E' ormai da qualche anno che mi adopero nel tentativo di praticare svariate forme di scrittura poetica eterodossa, le cui finalità più esplicite si risolvono nello stigmatizzare le potenzialità ludiche ed estetiche della parola in quanto significante.

Nelle ricognizioni che cerco di mettere in atto, negli spazi nebulosi del verso, mi riservo spesso di accordare al significante un primato sul significato: questo nella convinzione che proprio nell'articolazione di fonemi e grafemi - al di là del prodotto semantico delle loro combinazioni - risieda la possibilità di investire le strutture profonde del linguaggio.

In tal senso ho contratto un debito, forse inestinguibile, con alcune esperienze storiche quali la poesia metalogica, la poesia concreta e la poesia visiva.

A prescindere però dalle ascendenze culturali, ritengo che il coefficiente di contemporaneità di chi voglia tracciare oggi un percorso di ricerca poetica sia da reperire nella precisa consapevolezza della progressiva scomparsa della poesia come forma di espressione estetica autonoma.

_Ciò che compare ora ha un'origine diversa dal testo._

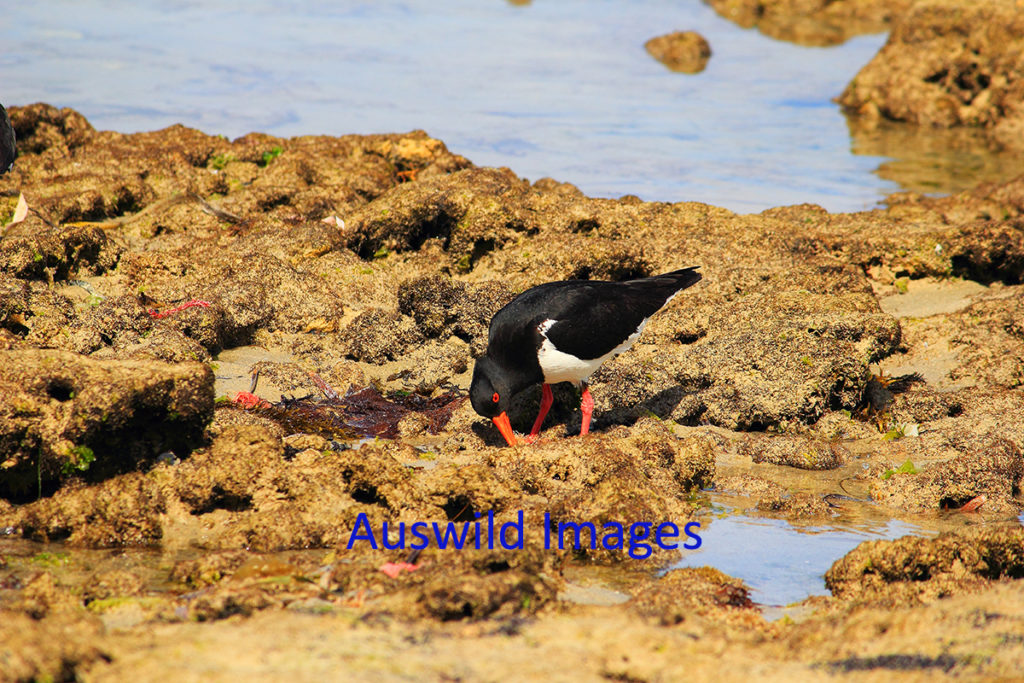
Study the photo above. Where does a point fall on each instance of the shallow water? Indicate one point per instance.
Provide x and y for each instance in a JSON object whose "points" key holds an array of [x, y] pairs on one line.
{"points": [[783, 563], [549, 89]]}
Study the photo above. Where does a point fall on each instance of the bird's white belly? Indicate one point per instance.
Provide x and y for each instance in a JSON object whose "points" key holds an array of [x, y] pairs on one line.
{"points": [[560, 367]]}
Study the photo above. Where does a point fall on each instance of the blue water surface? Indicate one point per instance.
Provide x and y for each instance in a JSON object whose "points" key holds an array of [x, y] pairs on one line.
{"points": [[562, 89]]}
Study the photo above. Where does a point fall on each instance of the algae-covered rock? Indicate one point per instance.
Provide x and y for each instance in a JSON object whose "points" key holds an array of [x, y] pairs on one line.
{"points": [[65, 414], [920, 569], [812, 22], [949, 62], [685, 51], [994, 471]]}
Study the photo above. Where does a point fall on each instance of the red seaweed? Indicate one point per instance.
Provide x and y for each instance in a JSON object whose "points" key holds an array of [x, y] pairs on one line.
{"points": [[361, 412]]}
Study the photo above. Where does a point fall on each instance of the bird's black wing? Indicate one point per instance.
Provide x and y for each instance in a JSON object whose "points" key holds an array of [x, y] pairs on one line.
{"points": [[598, 317], [7, 151]]}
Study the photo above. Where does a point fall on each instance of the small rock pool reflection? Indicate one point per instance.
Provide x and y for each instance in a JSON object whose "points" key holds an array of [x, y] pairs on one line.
{"points": [[781, 563]]}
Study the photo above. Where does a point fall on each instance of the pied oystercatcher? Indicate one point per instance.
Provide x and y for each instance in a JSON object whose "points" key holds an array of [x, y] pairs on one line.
{"points": [[6, 142], [562, 332]]}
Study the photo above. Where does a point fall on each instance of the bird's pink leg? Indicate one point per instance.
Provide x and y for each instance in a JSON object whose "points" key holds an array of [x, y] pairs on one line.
{"points": [[546, 399], [587, 408]]}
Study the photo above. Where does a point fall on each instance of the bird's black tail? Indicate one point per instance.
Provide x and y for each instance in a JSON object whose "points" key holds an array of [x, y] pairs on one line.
{"points": [[677, 280]]}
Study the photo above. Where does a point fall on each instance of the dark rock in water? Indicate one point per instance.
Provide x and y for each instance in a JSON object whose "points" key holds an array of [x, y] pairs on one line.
{"points": [[66, 415], [7, 151], [685, 51]]}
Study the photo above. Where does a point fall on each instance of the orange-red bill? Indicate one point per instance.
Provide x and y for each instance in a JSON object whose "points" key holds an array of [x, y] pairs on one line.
{"points": [[502, 422]]}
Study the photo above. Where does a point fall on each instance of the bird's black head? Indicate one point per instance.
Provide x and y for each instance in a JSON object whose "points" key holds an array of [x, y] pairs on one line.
{"points": [[487, 392], [489, 395]]}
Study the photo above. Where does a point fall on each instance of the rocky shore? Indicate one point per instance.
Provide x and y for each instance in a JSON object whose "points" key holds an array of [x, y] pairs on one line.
{"points": [[157, 524]]}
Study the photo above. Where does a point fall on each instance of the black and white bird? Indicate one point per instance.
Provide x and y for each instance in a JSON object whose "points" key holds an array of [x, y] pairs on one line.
{"points": [[563, 332], [7, 151]]}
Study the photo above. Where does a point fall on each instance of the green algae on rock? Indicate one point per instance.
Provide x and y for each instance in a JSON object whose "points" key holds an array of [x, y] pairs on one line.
{"points": [[65, 414]]}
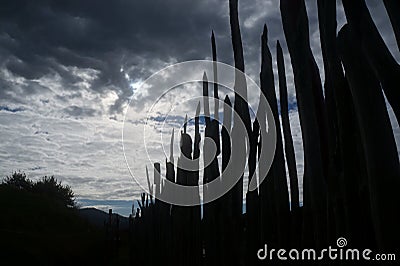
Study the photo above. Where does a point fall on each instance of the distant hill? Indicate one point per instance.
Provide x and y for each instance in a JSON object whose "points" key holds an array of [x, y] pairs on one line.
{"points": [[35, 230], [97, 218]]}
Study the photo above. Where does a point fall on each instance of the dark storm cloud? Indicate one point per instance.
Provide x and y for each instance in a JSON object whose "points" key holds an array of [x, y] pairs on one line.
{"points": [[38, 38]]}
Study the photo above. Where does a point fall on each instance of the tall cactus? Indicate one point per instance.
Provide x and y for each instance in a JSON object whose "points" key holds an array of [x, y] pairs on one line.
{"points": [[393, 10], [278, 172], [377, 138], [376, 52], [289, 149], [308, 93]]}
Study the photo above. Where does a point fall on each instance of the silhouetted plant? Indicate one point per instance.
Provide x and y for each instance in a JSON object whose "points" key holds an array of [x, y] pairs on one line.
{"points": [[46, 186], [18, 180], [51, 187]]}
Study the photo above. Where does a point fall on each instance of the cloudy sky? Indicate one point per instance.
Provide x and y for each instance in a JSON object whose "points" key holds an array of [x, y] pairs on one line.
{"points": [[70, 70]]}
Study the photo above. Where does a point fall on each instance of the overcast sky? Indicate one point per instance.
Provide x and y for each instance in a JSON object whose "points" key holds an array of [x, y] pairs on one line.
{"points": [[68, 69]]}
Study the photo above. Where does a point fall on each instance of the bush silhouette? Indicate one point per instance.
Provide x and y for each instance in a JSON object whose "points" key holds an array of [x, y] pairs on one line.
{"points": [[48, 187]]}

Vorrei, altrimenti detto, che la registrazione della latitanza del cosiddetto "lettore di poesia" si accompagnasse alla deduzione dell'inattualità di una poesia che si pretenda autoreferenziale, quando sarebbe invece auspicabile, da parte di chi sceglie di scrivere poesia, un atteggiamento del tutto volto al confronto con altri linguaggi e moduli espressivi.

Tale prospettiva si dovrebbe intendere come strategia funzionale a proiettare il verso al di fuori dei limiti imposti dalla stampa su supporto cartaceo - la "Galassia Gutemberg" - che tuttavia rappresenta ancora, in tempi di archiviazione digitale globale, uno strumento di documentazione non trascurabile.

Lungi dal relegare la poesia ad una rassegnata posizione di subordine, si tratterebbe infine di cogliere in un ampio spettro di discipline (dall'installazione artistica all'elaborazione grafica, dalla composizione musicale alla performance parateatrale) sostegni necessari alla dilatazione e al potenziamento di quei valori fonosimbolici la cui produzione si rivela essere - a conti fatti - proprio di pertinenza specifica di quel linguaggio che vogliamo ostinatamente continuare a chiamare "poesia".